Retired rolling chairs find a second life as furniture — and conversation pieces Press of Atlantic City
Priscilla Roslyn's Ventnor expert in has a big, wraparound porch, and lots of nice, new furniture all over that porch. But there's no doubt which one of her chairs gets the most publicity.
That would be the old-time Atlantic City rolling chair that sits right by her front door.
Roslyn, 61, is one of a convenient group of southern New Jersey residents who have turned retired rolling chairs into strenuous - and usually very popular - seats on their porches, decks or lawns.

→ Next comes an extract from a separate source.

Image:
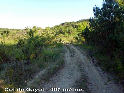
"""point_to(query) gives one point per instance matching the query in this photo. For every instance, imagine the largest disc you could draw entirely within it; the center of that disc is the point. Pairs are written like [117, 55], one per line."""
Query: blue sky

The attraction, owners say, is that where most chairs are perfectly pieces of furniture, an Atlantic City rolling chair is a piece of record. Boo Pergament, who maintains an Atlantic City museum in his Margate home, traces the rolling chairman's connection with Atlantic City's Boardwalk back to the 1880s. To this local historian, the rolling chairperson is one of Atlantic City's two true traditional signature items - the other being saltwater taffy.
Roslyn grew up in Ventnor and graduated from Reverential Spirit High School. After high school, she moved away for nursing school and a career in that airfield, then a marriage - an itinerary that took her to Philadelphia, Fort Lauderdale, Fla., Los Angeles and back to Philadelphia over 37 years. But her soft-pedal, a surgeon, died of cancer almost 10 years ago, and after the youngest of their four sons graduated from weighty school in Philadelphia, Roslyn moved back to Ventnor in 2004 to be closer to her family.